Demokrat, Adalet, Doğruyol, Anavatan ve Ak parti iktidarlarında üç yolun yolcuları özde ve kırmızıçizgilerde ne yazik ki birlikte düşünemediler, düşünemiyorlar. Kırmızıçizgiden kasıt başta eğitim olmak üzere, inanç ve soy konularından, cumhuriyetin ve demokrasinin temel ilkelerinde kesinlikle bir ve beraber olmadır.

Son zamanlarda sıkça BEKA dan bahsediliyor, yalnız neyi yaparsak ve neyi yapmazsak bekadan yana veya bekaya karşı oluyoruz, hiç kimse bunu tartışmaya açmıyor. Parti başkanlarının bekası ise o bizi ilgilendirmiyor, yok devletimizin bekası ise elbette ilgilendiriyor.

Bugün tek başına iktidar olan Ak parti, İslam, soy ve bilim konularında ne kadar net düşünüyor? Bünyesinde yer alan İslamcılara, milliyetçilere ve bilim insanlarına ne kadar önem veriyor, onların görüş ve uyarılarını ne kadar ciddiye alıyor pek belli değil.

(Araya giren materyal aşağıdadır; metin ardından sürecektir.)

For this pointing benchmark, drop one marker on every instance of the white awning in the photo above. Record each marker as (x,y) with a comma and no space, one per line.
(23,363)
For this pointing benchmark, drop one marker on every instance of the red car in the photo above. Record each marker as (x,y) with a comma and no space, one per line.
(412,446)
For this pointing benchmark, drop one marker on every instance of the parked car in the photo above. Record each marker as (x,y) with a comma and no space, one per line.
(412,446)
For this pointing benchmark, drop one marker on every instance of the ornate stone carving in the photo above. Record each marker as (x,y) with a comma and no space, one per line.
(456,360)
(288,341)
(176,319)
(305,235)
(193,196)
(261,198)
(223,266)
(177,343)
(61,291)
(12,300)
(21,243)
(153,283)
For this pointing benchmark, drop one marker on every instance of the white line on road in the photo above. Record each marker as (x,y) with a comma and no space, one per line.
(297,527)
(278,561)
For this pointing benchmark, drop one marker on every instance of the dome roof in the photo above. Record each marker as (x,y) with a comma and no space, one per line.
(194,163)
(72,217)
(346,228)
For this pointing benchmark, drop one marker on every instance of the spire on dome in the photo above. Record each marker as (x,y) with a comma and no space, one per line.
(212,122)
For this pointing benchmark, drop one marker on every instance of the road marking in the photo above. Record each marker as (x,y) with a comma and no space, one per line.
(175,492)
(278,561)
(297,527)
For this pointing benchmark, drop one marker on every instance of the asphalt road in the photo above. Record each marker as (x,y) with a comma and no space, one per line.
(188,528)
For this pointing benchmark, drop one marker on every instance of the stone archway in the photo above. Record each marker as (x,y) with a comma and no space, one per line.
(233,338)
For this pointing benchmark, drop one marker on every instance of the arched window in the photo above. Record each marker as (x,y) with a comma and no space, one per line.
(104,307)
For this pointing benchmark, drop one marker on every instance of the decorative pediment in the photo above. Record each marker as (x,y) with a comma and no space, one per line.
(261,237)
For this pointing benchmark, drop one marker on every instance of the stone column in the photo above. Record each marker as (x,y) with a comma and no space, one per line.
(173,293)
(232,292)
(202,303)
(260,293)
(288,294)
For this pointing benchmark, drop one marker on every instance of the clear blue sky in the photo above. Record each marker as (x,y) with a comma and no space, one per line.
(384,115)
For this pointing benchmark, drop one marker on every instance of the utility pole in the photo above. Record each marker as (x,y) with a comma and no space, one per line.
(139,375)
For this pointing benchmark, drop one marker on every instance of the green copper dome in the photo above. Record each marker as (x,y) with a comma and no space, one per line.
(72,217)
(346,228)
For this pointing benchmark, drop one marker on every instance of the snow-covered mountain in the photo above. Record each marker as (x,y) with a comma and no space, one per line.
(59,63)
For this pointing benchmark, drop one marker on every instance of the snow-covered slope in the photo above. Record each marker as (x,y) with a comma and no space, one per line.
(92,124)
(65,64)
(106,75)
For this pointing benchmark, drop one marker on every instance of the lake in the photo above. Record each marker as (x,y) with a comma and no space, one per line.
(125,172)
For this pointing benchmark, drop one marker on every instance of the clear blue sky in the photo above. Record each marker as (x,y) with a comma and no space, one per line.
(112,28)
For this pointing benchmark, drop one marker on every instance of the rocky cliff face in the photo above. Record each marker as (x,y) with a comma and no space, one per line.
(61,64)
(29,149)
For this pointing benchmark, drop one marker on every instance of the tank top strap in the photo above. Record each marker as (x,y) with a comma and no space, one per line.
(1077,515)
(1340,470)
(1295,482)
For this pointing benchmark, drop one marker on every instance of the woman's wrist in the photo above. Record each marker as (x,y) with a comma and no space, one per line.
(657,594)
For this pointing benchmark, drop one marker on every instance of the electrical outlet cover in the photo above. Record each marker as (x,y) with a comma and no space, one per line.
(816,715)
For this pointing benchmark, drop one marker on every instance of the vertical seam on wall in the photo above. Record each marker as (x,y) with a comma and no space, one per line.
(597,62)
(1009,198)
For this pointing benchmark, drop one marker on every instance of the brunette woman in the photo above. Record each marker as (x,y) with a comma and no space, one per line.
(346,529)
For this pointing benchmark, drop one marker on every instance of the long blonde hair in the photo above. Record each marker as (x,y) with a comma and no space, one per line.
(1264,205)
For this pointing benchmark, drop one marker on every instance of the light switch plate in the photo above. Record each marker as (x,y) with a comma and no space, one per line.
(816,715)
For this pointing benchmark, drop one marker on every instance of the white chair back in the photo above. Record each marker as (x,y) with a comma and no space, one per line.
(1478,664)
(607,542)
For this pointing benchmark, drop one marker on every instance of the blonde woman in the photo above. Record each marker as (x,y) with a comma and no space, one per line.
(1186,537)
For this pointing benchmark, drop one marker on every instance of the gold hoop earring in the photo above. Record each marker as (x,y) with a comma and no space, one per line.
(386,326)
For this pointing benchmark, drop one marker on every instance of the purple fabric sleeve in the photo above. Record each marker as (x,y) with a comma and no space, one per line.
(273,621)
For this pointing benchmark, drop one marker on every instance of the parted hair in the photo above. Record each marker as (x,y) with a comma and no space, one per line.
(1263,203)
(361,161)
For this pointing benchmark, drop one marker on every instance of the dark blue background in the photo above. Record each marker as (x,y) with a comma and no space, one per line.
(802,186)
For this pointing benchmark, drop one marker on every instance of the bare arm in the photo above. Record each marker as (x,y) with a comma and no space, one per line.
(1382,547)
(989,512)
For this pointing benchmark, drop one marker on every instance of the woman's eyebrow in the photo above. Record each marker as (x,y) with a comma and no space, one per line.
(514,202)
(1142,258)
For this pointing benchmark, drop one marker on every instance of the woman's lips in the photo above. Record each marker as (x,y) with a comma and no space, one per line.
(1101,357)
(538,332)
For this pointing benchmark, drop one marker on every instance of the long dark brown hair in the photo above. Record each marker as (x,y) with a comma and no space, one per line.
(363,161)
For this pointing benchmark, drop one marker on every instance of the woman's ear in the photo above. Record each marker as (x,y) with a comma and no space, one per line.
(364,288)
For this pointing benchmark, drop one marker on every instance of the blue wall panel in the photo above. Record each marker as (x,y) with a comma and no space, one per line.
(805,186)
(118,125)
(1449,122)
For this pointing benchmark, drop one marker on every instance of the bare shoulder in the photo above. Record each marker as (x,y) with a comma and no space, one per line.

Bir baba, çocuğunun Türk ve İslam olarak veya başka bir şekilde büyümesini istediği gibi aynı zamanda çağdaş bir insan olarak yetişmesini de arzu ettiğinde, şaşkınlık ve çaresizlikten başka yapacağı aceba bir şey var mı?

Her şeyden evvel, İslam ümmetçiliğini, Türk milliyetçiliğini ve Sosyal Demokrat Düşünceyi çatışmaktan kurtarmadıkça asla milli birliği ve Bekayı sağlayamazsınız. Milleti, millet yapan ve milli devletini yaşatan değerler çerçevesinde düşünmezseniz, bu aziz millete devamlı sıkıntı verirsiniz.

Bize göre, herhangi bir insan partisinde ve herhangi bir sahada saygın olabilir ancak asla millet büyüğü olamaz. Millet büyüğü olabilmek için 82 milyonun ana konularda bir şahsi kabul etmesi gerekiyor. Bunun yoluda sert particilik ve taraf olmaktan değil hak-hukuk ve adaletten geçiyor.

                                               Hayrola, muvaffak ola, muzaffer ola.